The consent decree affects daytime services, with an emphasis on competitive employment for adults with developmental disabilities.

The Home and Community-Based Final Rule (HCBS) is Medicaid’s interpretation of what the ADA’s integration mandate should look like in practice. Unlike the consent decree, it addresses residential services, calling for options that enable clients to live in less restrictive settings than group homes.

BHDDH also asks NESCSO to help it develop an “optimal and balanced system of services and payments” that will promote individually-designed programs according to the preferences and direction of the consumers themselves.

As part of the overall picture, the design and oversight of individual service plans would be separated from funding and actual delivery of supports to protect the interests of consumers and comply with the HCBS Final Rule in so-called “conflict-free case management.”

The consent decree also calls for a separation between funding, case management, and delivery of services. Currently, BHDDH is responsible for both funding and case management.

The total contract, designed for an 18-month period, will cost nearly $1,366,000 in federal and state Medicaid funds. That sum includes the entire developmental disabilities project, a rate review for behavioral healthcare services, and technical assistance at Eleanor Slater Hospital in connection with developing outpatient services for patients.

A BHDDH spokeswoman said Feb. 28 that the amount to be spent in the current fiscal year on the developmental disabilities portion of the project, originally set at about $400,000, will be scaled back to $200,000, because the work did not begin as anticipated in January. The fiscal year ends June 30.

There is $500,000 budgeted for the developmental disabilities work in the fiscal year beginning July 1.

BHDDH director Rebecca Boss said the department “Is pleased to partner” with NESCSO.

“NESCSO offers BHDDH the expertise of the other New England states and brings a team with background in specialized population-based needs and solutions, financial expertise, analytical depth and knowledge of federal regulation, resources and compliance requirements,” she said.

NESCSO is a non-profit collaboration among the health and human services agencies of Rhode Island, Massachusetts, Connecticut, New Hampshire and Vermont and the University of Massachusetts Medical School. Through shared information and expertise, it works to promote policies and programs that will serve the needs of New England states in a cost-effective manner, according to its website.

State Sen.
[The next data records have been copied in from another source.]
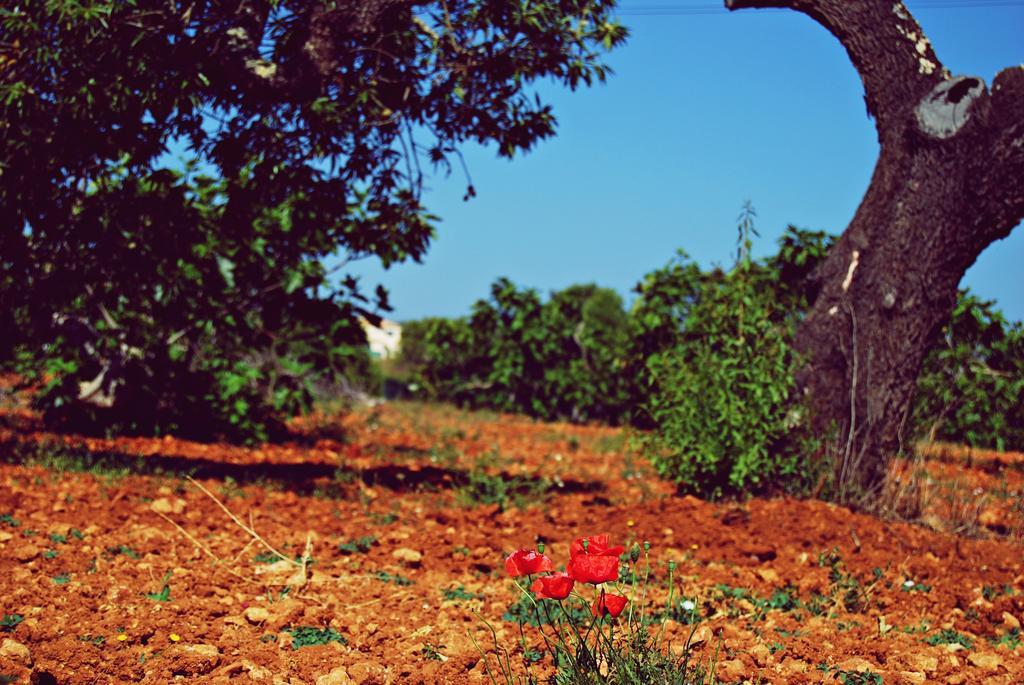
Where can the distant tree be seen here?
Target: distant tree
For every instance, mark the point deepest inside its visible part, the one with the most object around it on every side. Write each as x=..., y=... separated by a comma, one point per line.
x=304, y=129
x=949, y=181
x=972, y=384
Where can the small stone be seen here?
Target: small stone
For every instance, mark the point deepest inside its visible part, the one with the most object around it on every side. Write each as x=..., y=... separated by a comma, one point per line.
x=408, y=556
x=168, y=506
x=731, y=670
x=986, y=660
x=16, y=652
x=256, y=614
x=923, y=662
x=700, y=636
x=337, y=677
x=366, y=672
x=194, y=659
x=856, y=664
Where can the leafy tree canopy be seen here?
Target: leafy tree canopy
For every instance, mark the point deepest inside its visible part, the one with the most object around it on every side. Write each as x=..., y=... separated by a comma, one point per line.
x=304, y=130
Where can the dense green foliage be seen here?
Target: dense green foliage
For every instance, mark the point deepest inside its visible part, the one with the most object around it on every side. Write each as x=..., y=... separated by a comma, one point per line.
x=174, y=177
x=719, y=398
x=972, y=386
x=557, y=359
x=704, y=359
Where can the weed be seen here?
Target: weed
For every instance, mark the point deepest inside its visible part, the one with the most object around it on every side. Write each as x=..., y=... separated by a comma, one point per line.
x=851, y=677
x=10, y=622
x=459, y=593
x=230, y=488
x=163, y=596
x=384, y=576
x=990, y=592
x=1012, y=639
x=949, y=637
x=9, y=520
x=114, y=551
x=432, y=652
x=307, y=636
x=484, y=488
x=357, y=546
x=384, y=519
x=546, y=612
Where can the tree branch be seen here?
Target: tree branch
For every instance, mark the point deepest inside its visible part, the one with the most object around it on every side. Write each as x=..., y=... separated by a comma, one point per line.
x=887, y=46
x=1005, y=165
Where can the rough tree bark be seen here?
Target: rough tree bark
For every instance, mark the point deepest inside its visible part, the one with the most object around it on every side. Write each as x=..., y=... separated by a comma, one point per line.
x=949, y=180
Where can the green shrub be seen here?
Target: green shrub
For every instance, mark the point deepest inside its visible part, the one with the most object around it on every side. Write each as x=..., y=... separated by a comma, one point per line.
x=720, y=399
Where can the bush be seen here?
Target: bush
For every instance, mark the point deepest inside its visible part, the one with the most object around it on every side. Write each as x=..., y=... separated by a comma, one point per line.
x=720, y=401
x=972, y=386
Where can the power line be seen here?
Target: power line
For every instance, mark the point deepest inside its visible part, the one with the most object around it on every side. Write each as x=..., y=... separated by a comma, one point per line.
x=693, y=9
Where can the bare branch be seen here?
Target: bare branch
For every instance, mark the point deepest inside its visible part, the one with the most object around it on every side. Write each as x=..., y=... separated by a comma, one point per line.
x=887, y=46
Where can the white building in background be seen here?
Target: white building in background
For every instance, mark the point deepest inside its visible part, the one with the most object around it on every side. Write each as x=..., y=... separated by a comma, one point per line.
x=385, y=340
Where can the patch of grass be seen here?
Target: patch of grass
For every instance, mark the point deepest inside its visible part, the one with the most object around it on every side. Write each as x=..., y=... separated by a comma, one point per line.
x=1012, y=639
x=991, y=592
x=10, y=622
x=547, y=611
x=357, y=546
x=384, y=576
x=949, y=637
x=383, y=519
x=307, y=636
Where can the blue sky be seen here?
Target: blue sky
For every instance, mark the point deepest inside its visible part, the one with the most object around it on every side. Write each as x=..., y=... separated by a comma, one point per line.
x=704, y=113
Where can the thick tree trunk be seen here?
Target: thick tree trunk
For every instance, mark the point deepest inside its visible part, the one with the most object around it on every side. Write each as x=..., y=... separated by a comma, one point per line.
x=949, y=181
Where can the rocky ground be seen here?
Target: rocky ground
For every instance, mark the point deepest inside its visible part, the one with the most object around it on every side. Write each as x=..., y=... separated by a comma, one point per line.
x=364, y=551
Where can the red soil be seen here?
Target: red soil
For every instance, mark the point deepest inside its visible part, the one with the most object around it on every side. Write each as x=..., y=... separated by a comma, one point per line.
x=85, y=557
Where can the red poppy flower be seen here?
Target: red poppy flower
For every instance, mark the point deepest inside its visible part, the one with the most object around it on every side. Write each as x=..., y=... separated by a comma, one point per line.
x=596, y=546
x=556, y=586
x=587, y=568
x=608, y=605
x=527, y=562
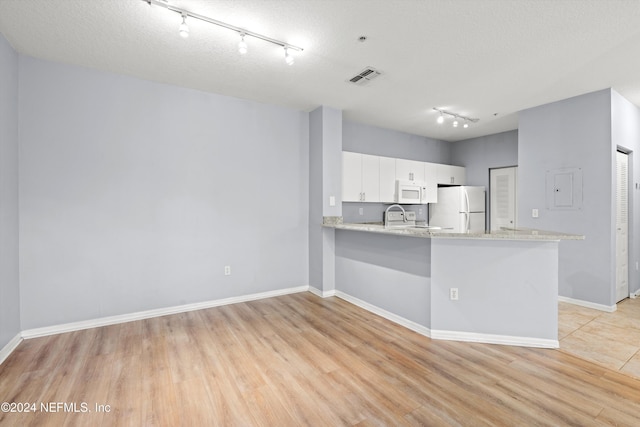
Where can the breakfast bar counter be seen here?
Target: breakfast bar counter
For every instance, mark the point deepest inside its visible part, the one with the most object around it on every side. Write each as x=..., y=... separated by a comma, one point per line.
x=499, y=287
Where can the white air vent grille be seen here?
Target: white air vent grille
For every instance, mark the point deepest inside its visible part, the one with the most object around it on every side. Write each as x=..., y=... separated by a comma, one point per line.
x=365, y=76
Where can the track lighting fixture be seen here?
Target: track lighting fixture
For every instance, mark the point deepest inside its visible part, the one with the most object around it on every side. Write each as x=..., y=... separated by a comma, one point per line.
x=184, y=28
x=242, y=46
x=287, y=56
x=456, y=118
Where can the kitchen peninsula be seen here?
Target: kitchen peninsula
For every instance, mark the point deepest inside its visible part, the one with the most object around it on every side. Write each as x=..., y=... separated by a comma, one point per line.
x=499, y=287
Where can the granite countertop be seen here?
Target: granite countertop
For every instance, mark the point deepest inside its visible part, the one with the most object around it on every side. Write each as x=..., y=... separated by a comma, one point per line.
x=505, y=234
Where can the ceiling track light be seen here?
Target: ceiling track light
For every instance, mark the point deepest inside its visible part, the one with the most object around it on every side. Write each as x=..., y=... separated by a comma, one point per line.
x=186, y=13
x=456, y=118
x=242, y=46
x=287, y=56
x=184, y=28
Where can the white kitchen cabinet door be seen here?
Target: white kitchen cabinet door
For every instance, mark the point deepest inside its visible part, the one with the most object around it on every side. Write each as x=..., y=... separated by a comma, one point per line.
x=431, y=182
x=387, y=180
x=370, y=178
x=409, y=170
x=351, y=177
x=451, y=175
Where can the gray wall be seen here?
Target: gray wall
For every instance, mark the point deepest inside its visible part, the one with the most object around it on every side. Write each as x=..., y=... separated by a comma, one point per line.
x=9, y=279
x=501, y=280
x=575, y=132
x=389, y=272
x=367, y=139
x=135, y=195
x=625, y=133
x=478, y=155
x=325, y=181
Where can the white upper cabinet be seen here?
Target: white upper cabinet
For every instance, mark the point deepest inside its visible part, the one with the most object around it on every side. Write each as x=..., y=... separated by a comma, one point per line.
x=367, y=178
x=451, y=175
x=409, y=170
x=360, y=177
x=431, y=181
x=387, y=180
x=370, y=178
x=351, y=176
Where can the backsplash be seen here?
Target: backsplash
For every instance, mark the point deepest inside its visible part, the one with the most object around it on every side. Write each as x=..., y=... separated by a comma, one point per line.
x=373, y=212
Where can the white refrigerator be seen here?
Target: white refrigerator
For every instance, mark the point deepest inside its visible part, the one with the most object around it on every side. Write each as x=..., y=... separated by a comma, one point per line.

Louis DiPalma, D-Middletown, the chairman of special legislative commission studying Project Sustainability, said the review of the funding model will be “pivotal” in shaping the future of the private system of developmental disability services.

“I give the department (BHDDH) credit” for moving forward with the project, DiPalma said. NESCSO, led by a former Rhode Island Medicaid director, Elena Nicolella, is held in high regard, he said.

At the same time, DiPalma said it is imperative that the review of the funding structure begin immediately and be completed in time for Governor Gina Raimondo to submit her budget proposal to the General Assembly for the fiscal year beginning July 1, 2020.

Expert testimony already given to the Project Sustainability commission made it clear that a review of the funding structure was long overdue, DiPalma said. With BHDDH already taking that step, the commission might still say that a rate review should be conducted every five years, as recommended by healthcare consultant Mark Podrazik.

Podrazik is a principal in Burns & Associates, which was hired to help BHDDH develop Project Sustainability. Testifying in November, he made it clear that the state ignored some of the firm’s key recommendations, instead shaping the funding structure through a frenzy to control costs.